Muñoz Beatriz, Solomon Anthony W, Zingeser James, Barwick Rachel, Burton Matthew, Bailey Robin, Mabey David, Foster Allen, West Sheila K
Dana Center for Preventive Ophthalmology, Wilmer Eye Institute, Johns Hopkins University School of Medicine, Baltimore, Maryland 21287, USA.
Invest Ophthalmol Vis Sci. 2003 Apr;44(4):1464-9. doi: 10.1167/iovs.02-0234.
National programs for trachoma control are implementing mass treatment programs in which azithromycin is used as part of the control strategy. Dose is determined by weight, which can be difficult to determine in field conditions. The purposes of this study were to determine whether an accurate dose could be determined by using height as a surrogate for weight and whether a single model of height-based dosage would be applicable in more than one setting.

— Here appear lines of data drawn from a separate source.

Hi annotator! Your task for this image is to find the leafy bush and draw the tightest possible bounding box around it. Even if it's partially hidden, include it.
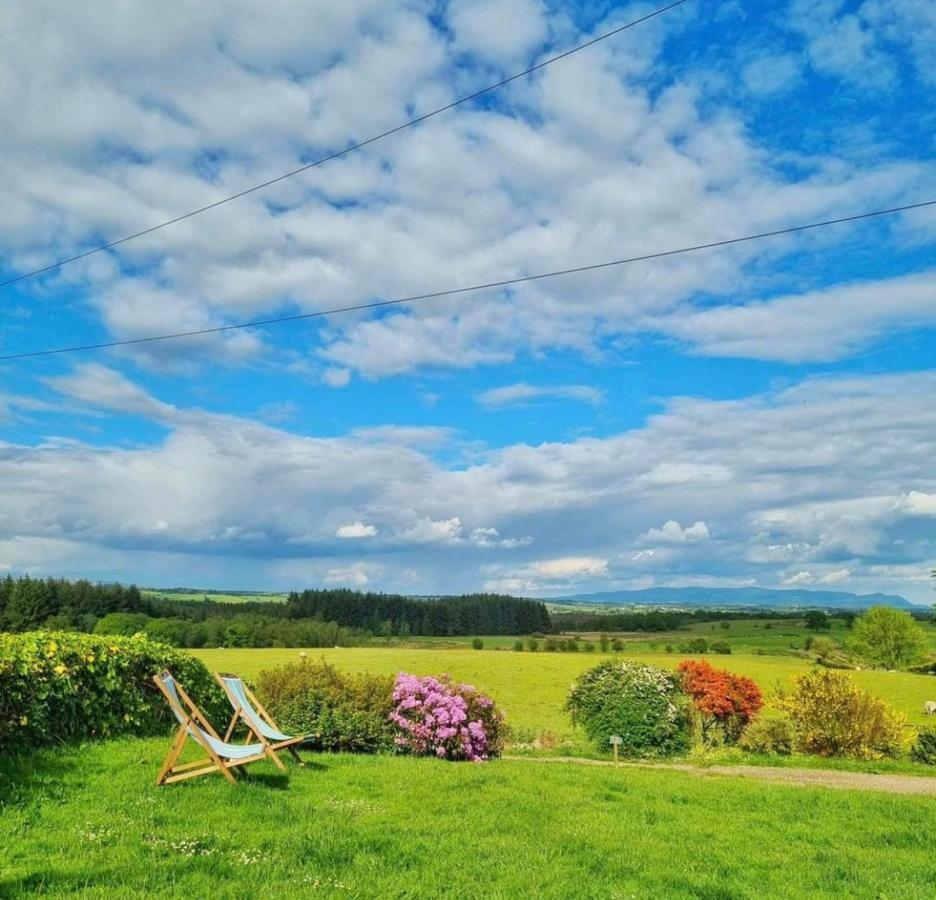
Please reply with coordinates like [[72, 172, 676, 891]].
[[851, 606, 928, 669], [390, 672, 506, 762], [0, 631, 229, 751], [676, 659, 764, 743], [566, 659, 692, 756], [738, 708, 796, 756], [257, 659, 394, 753], [910, 726, 936, 766], [781, 669, 905, 759]]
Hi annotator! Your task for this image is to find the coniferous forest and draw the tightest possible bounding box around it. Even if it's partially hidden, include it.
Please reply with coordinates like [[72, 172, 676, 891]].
[[0, 576, 550, 647]]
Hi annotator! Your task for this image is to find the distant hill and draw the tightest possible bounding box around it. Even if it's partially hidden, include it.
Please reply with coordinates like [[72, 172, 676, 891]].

Data on height, weight, age, and gender of 5558 children aged 6 months to15 years were obtained from Kongwa and Rombo, Tanzania; Malakal, Sudan; Jareng, The Gambia; and Daboya, Ghana. Models for predicting weight by measuring height were developed that incorporated country-specific parameters. Doses of azithromycin assumed suspension of 40 mg/mL and 250-mg tablets that could be halved. Tolerance limits were defined as 15 to 30 mg/kg.
A regression model, predicting log weight as a function of log height, was the best fit and explained 94% of the variance. In children less than 1 year of age or 60 cm in height, dose determined by weight was preferred. Dosage by height resulted in more than 97% of children receiving doses within the tolerance limits. Children aged 1 to 2 years were the group most likely to be over- or undermedicated, but this occurred in only 6% of this age group.
Height-based determination of dosage of azithromycin in trachoma control programs appears to be feasible, using the height-based schedule proposed. One model was adequate for all the countries in the study. Further expansion to other countries is warranted.
国家沙眼控制项目正在实施大规模治疗项目,其中阿奇霉素被用作控制策略的一部分。剂量由体重决定,而在现场条件下体重可能难以确定。本研究的目的是确定是否可以通过使用身高作为体重的替代指标来确定准确剂量,以及基于身高的单一剂量模型是否适用于多个地区。
从坦桑尼亚的孔瓜和伦博、苏丹的马拉卡勒、冈比亚的贾伦和加纳的达博亚收集了5558名6个月至15岁儿童的身高、体重、年龄和性别的数据。开发了通过测量身高预测体重的模型,并纳入了特定国家的参数。阿奇霉素剂量假设为40mg/mL的混悬液和可分成两半的250mg片剂。耐受限度定义为15至30mg/kg。
一个将对数体重作为对数身高函数的回归模型拟合效果最佳,解释了94%的方差。对于年龄小于1岁或身高小于60cm的儿童,按体重确定剂量更为可取。按身高给药使超过97%的儿童接受的剂量在耐受限度内。1至2岁的儿童是最有可能用药过量或不足的群体,但这仅发生在该年龄组的6%。
在沙眼控制项目中,使用建议的基于身高的给药方案,基于身高确定阿奇霉素剂量似乎是可行的。一个模型适用于研究中的所有国家。有必要进一步推广到其他国家。